Here are some basic tips when editing on your D.A.W.:

  • For sound effects and music: quiet is usually better. An incidental sound like a door close or a background crowd will sound more natural the quieter it is. These sounds are there to support and not to be the main attraction.
  • When getting sounds: get creative! For example if you need the sound of several ducks rolling down a hill, you will not find it anywhere. Maybe layer together the sound of some rolling logs, duck quacks, feet running on dirt, and wind blowing and see what happens. 
  • Our ears are pretty good at filtering out unneeded noise. All microphones hiss and all spaces have a room tone. If these noises are steady and unchanging, our ears filter them out pretty clearly. However, when these noises change unexpectedly, listeners notice. Do not go through your episode cutting out noise in between dialogue and leaving blank space. We will hear that noise start and stop with each line of speech. Allow the noise to exist. When you edit two pieces, try and blend them together with volume fades. Treat this noise like one of the sounds you’re working with. If the noise is too erratic, record another room tone, or download one from freesound.org and overlay it to smooth everything out. This will cover most of the noise you’ll find in your sound clips, bring all your sound effects together, and make everything sound more organic.

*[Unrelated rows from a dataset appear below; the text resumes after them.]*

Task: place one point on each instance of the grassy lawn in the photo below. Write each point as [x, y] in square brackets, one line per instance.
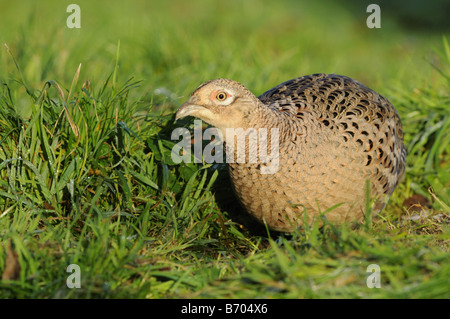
[86, 175]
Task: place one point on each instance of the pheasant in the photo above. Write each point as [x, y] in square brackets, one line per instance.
[335, 136]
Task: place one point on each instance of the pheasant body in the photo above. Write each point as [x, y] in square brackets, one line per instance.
[334, 135]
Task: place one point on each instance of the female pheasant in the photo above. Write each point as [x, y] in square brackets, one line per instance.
[334, 135]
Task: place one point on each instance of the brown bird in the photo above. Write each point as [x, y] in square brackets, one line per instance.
[334, 135]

  • One element you’ll be able to manipulate when editing is tempo. Tempo instructs the listener how to feel and highlights important elements, similar to the way music does. Cut down spaces between lines of fun banter to drive the episode forward, allow them to breathe at key pieces you’d like to emphasize.
  • Don’t obsess the details. A key part of the good element, is that there is a product at the end of the day. Don’t let the fine tuned editing and mixing stop you from releasing anything. To be honest, audiences aren’t going to say, ‘this episode is so well edited!’ they’re just going to say “I like it and I don’t know why!” But we do ;).

These are just some elements you can play with when designing your podcast sound. If you give yourself enough time, be true to yourself, and think outside the box, when that potential listener hits play for the first time the good element will hit and you’ll have them hooked.